China leaves key lending benchmarks unchanged in line with expectations
China’s decision to keep its benchmark lending rates unchanged in August aligns with market expectations, reflecting the challenges facing the country’s banking sector. The one-year Loan Prime Rate (LPR) remains at 3.35%, and the five-year LPR is steady at 3.85%. These rates are crucial, as the one-year LPR serves as the reference for most loans, while the five-year LPR influences mortgage pricing.
The decision to maintain rates comes despite previous cuts in key interest rates in July, which marked China’s first broad easing move in nearly a year. These earlier cuts were intended to signal a shift in the People’s Bank of China’s (PBOC) monetary framework, with a greater emphasis on short-term rates to guide market expectations and stimulate economic growth.
However, the unchanged LPR reflects the challenges faced by Chinese banks, including shrinking interest margins, which limit their ability to further reduce rates without impacting profitability. Additionally, weak credit demand and seasonal factors have led to a significant drop in bank lending, reaching its lowest level in nearly 15 years. This has raised concerns about the effectiveness of monetary easing in stimulating the economy.

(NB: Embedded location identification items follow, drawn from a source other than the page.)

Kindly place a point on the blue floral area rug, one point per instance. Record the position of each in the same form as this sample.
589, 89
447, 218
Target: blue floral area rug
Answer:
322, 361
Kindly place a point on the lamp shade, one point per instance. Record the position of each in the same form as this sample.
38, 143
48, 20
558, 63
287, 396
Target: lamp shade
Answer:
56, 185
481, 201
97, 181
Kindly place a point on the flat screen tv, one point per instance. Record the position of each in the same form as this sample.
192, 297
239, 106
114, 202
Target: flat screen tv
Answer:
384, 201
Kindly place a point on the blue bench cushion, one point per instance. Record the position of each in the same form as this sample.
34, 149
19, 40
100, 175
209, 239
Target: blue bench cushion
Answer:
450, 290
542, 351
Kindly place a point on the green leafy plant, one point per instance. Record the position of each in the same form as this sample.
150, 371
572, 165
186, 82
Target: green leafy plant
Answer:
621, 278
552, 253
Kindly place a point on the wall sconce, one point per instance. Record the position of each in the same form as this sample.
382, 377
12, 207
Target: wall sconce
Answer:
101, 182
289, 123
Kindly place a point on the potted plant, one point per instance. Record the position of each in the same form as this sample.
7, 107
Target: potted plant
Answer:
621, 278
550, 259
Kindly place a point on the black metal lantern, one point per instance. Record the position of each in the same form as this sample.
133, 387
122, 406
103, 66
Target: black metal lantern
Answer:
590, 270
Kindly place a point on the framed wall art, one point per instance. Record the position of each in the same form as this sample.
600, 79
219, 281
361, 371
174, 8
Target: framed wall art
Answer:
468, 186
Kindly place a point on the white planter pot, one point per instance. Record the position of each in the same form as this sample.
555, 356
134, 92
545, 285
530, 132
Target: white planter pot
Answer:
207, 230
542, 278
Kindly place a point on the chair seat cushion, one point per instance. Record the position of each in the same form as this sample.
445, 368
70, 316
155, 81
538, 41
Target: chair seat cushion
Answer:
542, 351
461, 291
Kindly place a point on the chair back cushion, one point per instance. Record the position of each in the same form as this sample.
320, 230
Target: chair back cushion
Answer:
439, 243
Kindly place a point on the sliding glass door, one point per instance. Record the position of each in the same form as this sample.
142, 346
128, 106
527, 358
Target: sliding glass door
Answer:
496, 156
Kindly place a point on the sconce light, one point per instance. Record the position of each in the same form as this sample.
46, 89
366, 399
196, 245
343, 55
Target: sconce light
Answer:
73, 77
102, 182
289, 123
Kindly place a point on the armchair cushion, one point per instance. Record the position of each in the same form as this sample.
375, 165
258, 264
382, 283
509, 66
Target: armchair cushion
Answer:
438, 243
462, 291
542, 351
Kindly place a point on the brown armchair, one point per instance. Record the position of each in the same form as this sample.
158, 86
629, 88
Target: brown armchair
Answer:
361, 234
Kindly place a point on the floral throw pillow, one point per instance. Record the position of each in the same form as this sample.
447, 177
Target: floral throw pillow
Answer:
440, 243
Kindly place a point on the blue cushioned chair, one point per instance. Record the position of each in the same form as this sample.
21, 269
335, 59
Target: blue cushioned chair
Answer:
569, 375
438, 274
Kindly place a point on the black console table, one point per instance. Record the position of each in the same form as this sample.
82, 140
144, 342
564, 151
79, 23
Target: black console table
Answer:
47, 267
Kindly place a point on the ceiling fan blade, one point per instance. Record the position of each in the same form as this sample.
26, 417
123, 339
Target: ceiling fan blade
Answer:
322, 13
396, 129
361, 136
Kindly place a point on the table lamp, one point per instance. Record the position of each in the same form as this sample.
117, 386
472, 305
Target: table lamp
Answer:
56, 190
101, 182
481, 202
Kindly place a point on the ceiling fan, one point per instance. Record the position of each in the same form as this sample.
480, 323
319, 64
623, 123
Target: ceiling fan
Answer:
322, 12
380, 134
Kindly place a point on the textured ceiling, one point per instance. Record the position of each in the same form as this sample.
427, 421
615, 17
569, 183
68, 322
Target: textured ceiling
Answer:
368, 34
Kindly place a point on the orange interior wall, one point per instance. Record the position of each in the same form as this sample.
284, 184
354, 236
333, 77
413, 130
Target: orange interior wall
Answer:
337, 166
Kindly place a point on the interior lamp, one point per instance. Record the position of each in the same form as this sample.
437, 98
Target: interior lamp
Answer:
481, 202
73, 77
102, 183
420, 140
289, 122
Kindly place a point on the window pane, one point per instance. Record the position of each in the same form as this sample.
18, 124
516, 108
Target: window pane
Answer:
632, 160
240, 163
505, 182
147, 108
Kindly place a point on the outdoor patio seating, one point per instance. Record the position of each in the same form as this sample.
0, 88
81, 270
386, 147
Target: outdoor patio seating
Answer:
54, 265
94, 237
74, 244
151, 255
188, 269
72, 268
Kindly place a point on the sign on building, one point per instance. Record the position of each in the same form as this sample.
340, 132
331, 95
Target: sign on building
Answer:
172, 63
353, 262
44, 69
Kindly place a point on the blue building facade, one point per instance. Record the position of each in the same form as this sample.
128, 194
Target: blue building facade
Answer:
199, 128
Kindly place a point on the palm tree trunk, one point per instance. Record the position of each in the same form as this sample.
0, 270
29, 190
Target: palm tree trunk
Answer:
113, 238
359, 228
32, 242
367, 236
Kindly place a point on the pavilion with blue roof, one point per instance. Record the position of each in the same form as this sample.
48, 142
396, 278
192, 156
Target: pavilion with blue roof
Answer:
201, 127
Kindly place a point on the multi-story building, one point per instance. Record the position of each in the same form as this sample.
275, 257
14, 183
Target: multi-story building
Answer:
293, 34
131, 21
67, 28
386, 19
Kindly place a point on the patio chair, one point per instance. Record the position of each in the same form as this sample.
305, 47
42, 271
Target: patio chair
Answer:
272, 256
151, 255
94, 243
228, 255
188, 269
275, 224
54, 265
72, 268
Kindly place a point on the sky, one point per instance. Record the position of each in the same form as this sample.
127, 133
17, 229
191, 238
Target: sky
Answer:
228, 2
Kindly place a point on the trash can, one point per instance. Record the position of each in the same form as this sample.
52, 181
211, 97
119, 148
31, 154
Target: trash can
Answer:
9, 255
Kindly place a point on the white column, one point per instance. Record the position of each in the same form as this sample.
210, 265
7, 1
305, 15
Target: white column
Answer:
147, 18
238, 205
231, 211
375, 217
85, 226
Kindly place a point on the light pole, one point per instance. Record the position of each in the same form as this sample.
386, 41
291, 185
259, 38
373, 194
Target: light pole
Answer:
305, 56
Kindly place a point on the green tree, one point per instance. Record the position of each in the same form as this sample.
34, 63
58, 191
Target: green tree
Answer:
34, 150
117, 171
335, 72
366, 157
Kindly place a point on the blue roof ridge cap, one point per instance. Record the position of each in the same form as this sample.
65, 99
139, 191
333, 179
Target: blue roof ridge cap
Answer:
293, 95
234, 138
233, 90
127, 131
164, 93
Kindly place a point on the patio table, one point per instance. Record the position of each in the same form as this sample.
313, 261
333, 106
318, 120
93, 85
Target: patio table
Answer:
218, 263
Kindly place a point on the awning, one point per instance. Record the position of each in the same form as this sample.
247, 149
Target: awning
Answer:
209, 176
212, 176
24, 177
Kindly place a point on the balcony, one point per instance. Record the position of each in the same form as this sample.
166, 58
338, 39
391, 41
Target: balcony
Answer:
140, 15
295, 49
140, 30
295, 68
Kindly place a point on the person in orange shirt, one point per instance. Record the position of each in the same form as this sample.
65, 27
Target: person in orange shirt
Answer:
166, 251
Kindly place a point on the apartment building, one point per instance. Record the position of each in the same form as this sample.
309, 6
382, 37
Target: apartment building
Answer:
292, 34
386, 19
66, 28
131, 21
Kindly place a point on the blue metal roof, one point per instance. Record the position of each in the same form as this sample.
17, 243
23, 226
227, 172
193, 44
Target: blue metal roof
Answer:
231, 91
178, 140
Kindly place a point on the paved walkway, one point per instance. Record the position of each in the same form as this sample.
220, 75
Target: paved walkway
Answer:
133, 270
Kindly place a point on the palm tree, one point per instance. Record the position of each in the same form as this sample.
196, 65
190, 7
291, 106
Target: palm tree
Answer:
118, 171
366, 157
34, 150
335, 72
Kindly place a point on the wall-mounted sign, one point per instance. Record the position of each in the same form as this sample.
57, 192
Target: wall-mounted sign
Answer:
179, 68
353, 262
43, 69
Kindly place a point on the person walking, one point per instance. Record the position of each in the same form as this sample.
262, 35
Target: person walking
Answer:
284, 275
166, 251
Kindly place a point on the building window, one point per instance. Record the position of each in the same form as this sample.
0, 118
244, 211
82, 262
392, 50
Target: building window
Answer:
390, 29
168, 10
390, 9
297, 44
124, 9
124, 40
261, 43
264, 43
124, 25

Economists argue that China needs to complement its monetary policy with expansionary fiscal measures to boost domestic demand and support economic growth. They anticipate further easing steps, including a 25-basis-point cut in the reserve requirement ratio (RRR) in the third quarter and a 10-basis-point policy rate cut in the fourth quarter. These measures are seen as necessary to maintain real GDP growth close to 5% in the second half of 2024, amid ongoing economic headwinds.